What worries an early riser/sleeper is that in the middle of the nights of the long month some insomniacs incessantly beat the cacophonous drum, shout ‘waqti-e-sahar’, time to eat, from loudspeakers to proclaim that the hapless fellow will have to part from his dewy sleep to take the ill-timed ‘sahari’. He would rather observe fasts on an empty stomach than watch him lose sleep. The sleeping head opens its eyes to nibble on the last minute ‘sahari’ before the ‘sahari’ time expires. However, it’s not many seconds before they find him sleeping like a log again. Most of the time he misses ‘jamaat’ and offers ‘fajr’ nimaz only after sunrise.

As if the month of Ramadan were to be there until the last syllable of recorded time, the listless ‘Roz-e-daar’, the faithful observing fasts, evokes nightmarish visions of mind-bending hunger/thirst and curfew in the monsters For him, each day of the month of Ramadan is a desert of an immense eternity and, therefore, he fears not surviving its onslaught. In this viewer, he would ask each Tom, Dick, and Harry, “How many days are left until id after tomorrow?” From the very morning he finds himself exhausted and in need of rest. By afternoon he is knocked out to the point of exhaustion. Eyes flayed for the muezzin to shout ‘Iftaar’/Azan for ‘Maghreb’ prayers from the very evening, he is ready to drop; he is more dead than alive. He may dare to eat the fast break. He doesn’t have the stamina to read an hour-long ‘Taraweeh’. He makes up his mind. After a day or two, he wedges the cop out. He is sick. The doctor advises/issues a certificate not to observe fasts so that it does not negatively affect him and his precious life in the process.

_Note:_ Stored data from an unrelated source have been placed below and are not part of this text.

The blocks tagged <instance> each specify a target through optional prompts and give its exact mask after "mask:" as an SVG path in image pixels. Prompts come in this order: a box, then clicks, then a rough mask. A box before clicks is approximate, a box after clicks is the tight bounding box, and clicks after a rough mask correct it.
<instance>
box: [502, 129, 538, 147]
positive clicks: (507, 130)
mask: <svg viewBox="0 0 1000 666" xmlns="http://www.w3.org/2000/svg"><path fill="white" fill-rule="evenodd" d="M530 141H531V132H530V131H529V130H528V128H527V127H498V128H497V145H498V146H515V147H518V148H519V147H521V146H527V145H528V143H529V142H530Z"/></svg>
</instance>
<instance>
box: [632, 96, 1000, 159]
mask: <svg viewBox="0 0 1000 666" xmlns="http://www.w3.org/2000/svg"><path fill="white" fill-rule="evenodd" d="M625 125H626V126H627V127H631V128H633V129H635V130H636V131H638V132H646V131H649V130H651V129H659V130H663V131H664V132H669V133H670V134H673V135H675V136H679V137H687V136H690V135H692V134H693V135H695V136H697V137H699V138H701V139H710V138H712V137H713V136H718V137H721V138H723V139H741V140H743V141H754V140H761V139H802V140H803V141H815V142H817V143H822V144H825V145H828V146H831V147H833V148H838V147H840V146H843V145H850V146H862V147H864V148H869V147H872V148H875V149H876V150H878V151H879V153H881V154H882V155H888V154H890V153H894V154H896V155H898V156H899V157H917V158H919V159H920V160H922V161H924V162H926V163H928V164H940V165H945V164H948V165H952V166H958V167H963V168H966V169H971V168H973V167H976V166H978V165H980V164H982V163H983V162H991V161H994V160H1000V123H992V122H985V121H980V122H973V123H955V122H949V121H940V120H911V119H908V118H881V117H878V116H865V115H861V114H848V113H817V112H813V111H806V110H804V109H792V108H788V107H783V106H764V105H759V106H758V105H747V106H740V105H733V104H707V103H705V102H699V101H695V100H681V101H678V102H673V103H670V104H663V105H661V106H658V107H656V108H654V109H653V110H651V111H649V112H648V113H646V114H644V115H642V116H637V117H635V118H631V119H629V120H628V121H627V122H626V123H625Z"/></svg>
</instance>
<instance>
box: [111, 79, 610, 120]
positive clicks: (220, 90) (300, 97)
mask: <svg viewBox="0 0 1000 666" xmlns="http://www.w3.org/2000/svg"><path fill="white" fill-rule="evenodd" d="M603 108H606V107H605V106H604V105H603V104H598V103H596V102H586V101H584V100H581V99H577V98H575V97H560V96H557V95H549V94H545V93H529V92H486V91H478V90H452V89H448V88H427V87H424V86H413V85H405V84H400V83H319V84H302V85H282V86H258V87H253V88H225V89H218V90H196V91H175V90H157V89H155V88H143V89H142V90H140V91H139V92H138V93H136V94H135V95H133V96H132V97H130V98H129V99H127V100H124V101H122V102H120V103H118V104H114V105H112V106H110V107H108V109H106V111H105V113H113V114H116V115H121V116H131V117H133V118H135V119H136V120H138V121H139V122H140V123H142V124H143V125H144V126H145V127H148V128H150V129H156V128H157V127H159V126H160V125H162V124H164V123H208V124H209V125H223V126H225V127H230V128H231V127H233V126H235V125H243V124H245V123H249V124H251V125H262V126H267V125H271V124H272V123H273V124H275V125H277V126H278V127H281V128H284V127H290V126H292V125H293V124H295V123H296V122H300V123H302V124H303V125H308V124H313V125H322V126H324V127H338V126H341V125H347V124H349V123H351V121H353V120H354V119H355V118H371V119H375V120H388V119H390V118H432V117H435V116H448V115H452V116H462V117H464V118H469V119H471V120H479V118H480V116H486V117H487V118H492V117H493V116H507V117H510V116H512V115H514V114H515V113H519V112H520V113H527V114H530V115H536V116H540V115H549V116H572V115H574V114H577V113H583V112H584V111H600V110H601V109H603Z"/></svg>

In families, regardless of status, wealth or education, where there is no “culture” of observing fasts, the members come to know about the fasts only in id, which they celebrate with (all) joy and more zeal than the observers. regular fasts. During the holy month, your breakfasts, lunches, brunches and parties are served without inhibitions or schedule changes. For beggars, swindlers and charlatans, Ramadan is God’s gift. They collect heaps in the name of ‘Zakaat’, ‘sudaqa’ (alms) and ‘khairat’ (charity) by begging/printing fake sleight of hand of receipt books and prescriptions.